Skype, iChat and GMail – the international traveller’s best forms of communication
Right now I’m in Bangkok, in a big hotel, with wireless internet access, trouble is, we have to pay for that access, at 770 Baht per day.
Google Says that 770 Thai baht = 10.7550263 British pounds
That is a lot of money for 24 hours on the Internet. With the UK being six hours behind, Jonathan and I spend a lot of time emailing and dealing with UK work demands after we’ve done a day already in Thailand. Internet is our life blood to stay in touch and up to date with our organisation.

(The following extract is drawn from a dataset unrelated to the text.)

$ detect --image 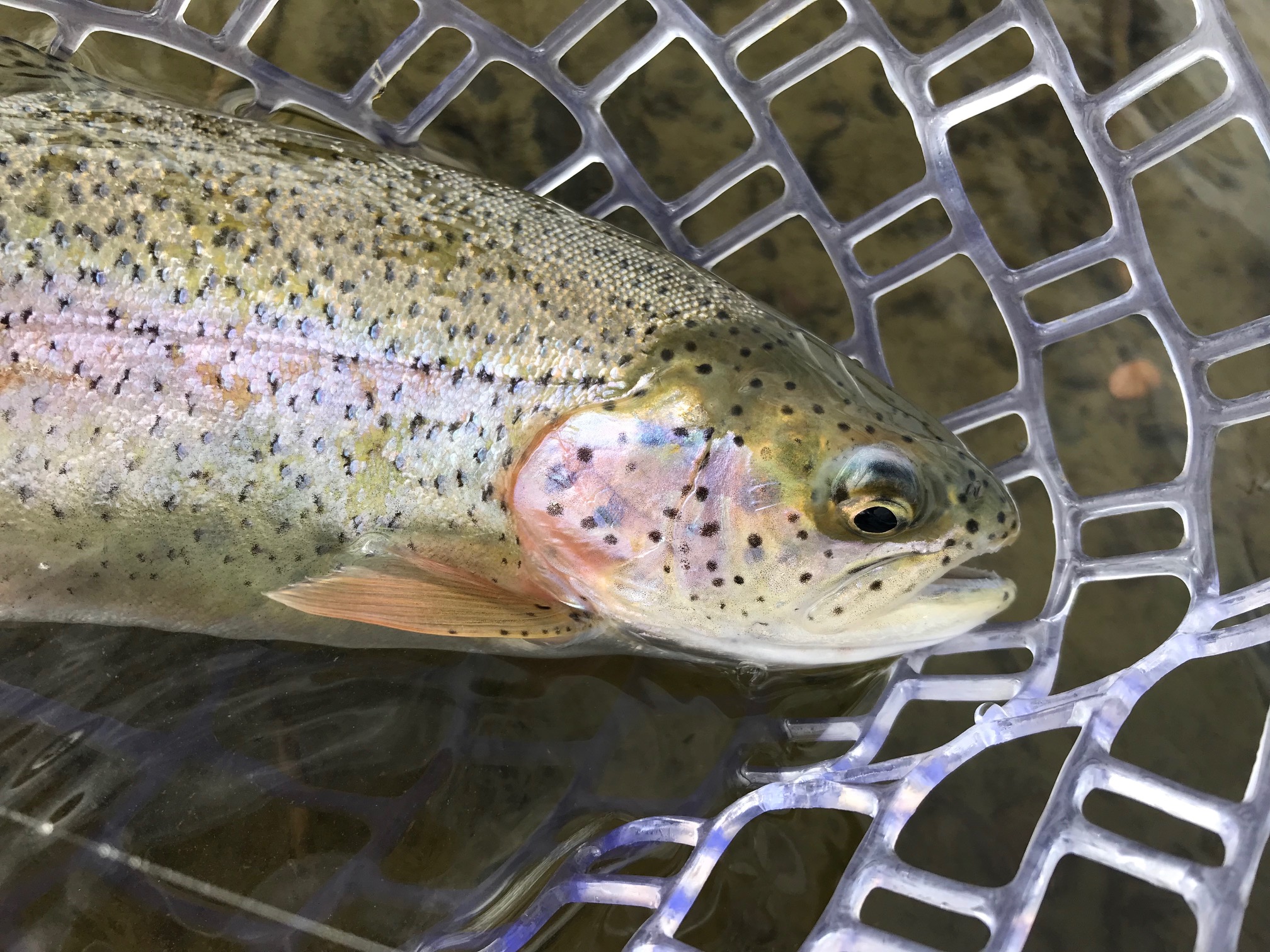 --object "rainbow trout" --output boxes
[0,42,1019,665]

Jonathan and I are working for the British Council, Thailand on some Digital Creativity Workshops, and we’re in Bangkok to work out of the Thai Knowledge Park for the third week of the workshops, Jonathan heads out to New Zealand soon, I’ll be working the workshop with David from the British Council.
Contacting home has been a real challenge for us, and at Ultralab (1990-2006) we love a challenge.

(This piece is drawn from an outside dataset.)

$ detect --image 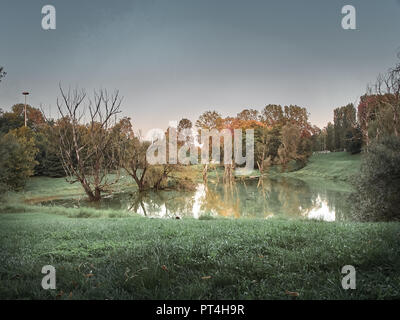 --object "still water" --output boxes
[42,177,350,221]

Ultralab (1990-2006) is constantly looking for new ways of using technology in teaching and learning, and through this exploration we’ve experimented with some pretty cool software.
On Monday, in Phuket I joined a telephone conference hosted in Skype, the free telephone service for making voice calls over the Internet. In the conference were a project partner from Suffolk, a project partner from Wales, Director of Ultralab (1990-2006), Richard Millwood and myself in Phuket. The line was crystal clear and we were able to send and share files quickly and easily, even text chat as we held the conference, we were all very impressed.

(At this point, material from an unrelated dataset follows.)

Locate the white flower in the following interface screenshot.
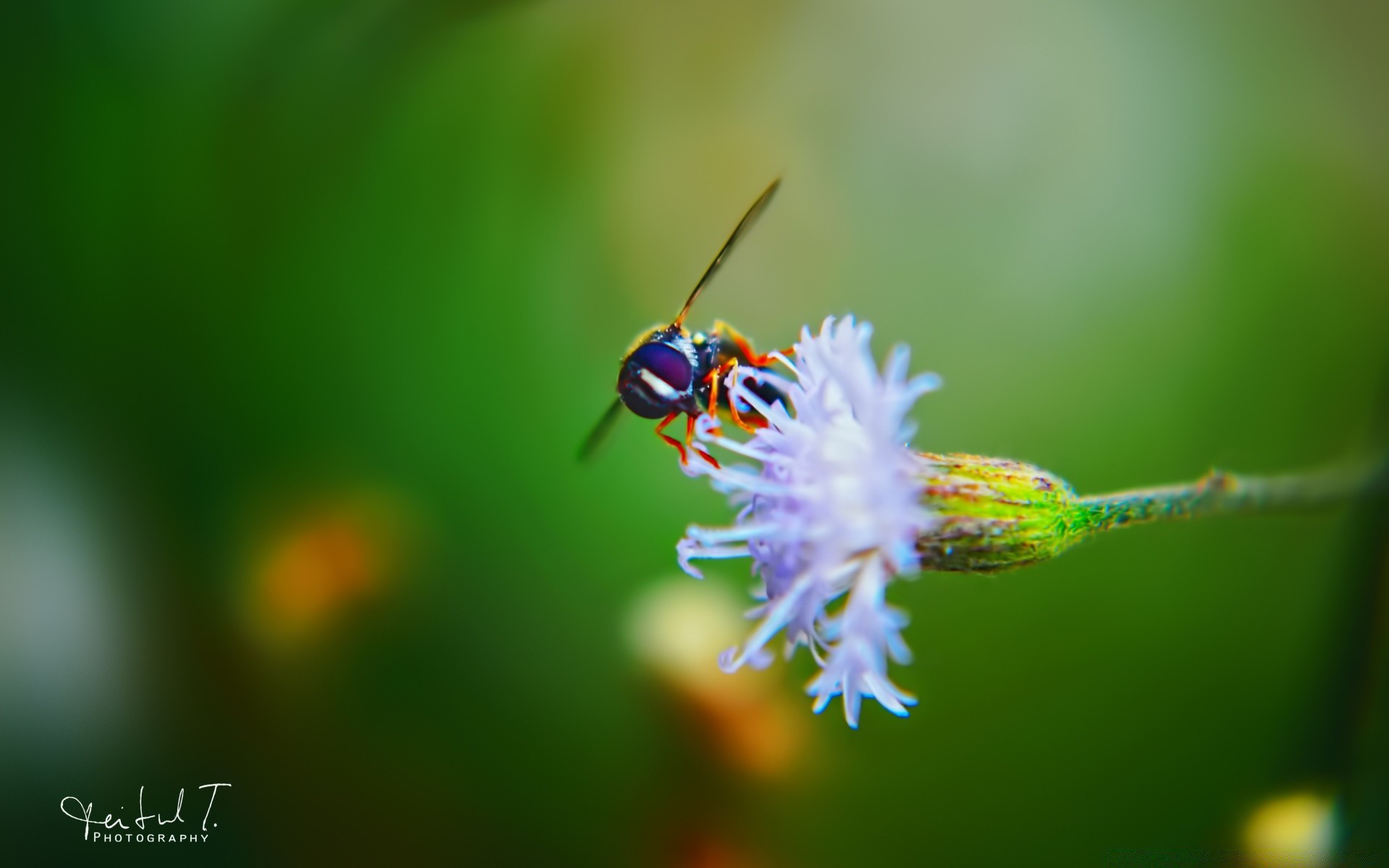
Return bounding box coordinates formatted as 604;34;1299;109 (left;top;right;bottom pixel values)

The other cool thing experimented with Skype was a three way call between my girlfriend, myself and my parents. My parents were on a standard telephone, while Jus (using Skype too!, an avid Mac user) and I (using Skype in Phuket) were able to talk with crystal clear sound, and all of us could talk and hear each other like we were all in the same room. My parents both picked up a phone in the house, and joined in the chat.
So, big thumbs up to Skype and the SkypeOut service which allows Skype users to buy credit and call land based telephone lines (like my parents), as much of the call is routed through the Internet as possible, meaning when I call Jus or the Parents on a land line, I only pay the UK rate.
Was amazing to conduct a telephone call with two Skype users and a land line customer! Thanks Skype.
I’ve also fallen in love with GMail the free email service which is provided by Google (the search engine people).
GMail allows me to send emails with unlimited attachment sizes, and also has excellent spam filters and ways of sorting and stacking email.
One of the best features of GMail is that it does not add advertisements and links at the bottom of sent mail, and allows POP access in order to manage email through an email application such as Mail.
The coolest thing I’ve now discovered is that when I send an email from Mail using my GMail account GMail then stores a copy of the sent email within GMail on the Internet, within my online account. How cool is that? This therefore means that I am able to delete all the sent mail from my Apple computer, save space, and still know that messages are stored safely somewhere (not taking up my space) should I need to go and find them at a later date.
The other great thing about GMail is the attachment sizes is not restrictive. I’ve been able to send video home and to Jus without worrying that the video will not get through, both Andrew (my brother) and Jus have GMail accounts, so I know they are getting the pictures and video’s I’m sending.
The next great tool I’m going to rave about before going to bed today is iChat. Wow. Apart from some connectivity problems associated to the hotel I was staying in in Phuket, iChat Video rocks. Hopefully I’ll be able to use it from this hotel just fine.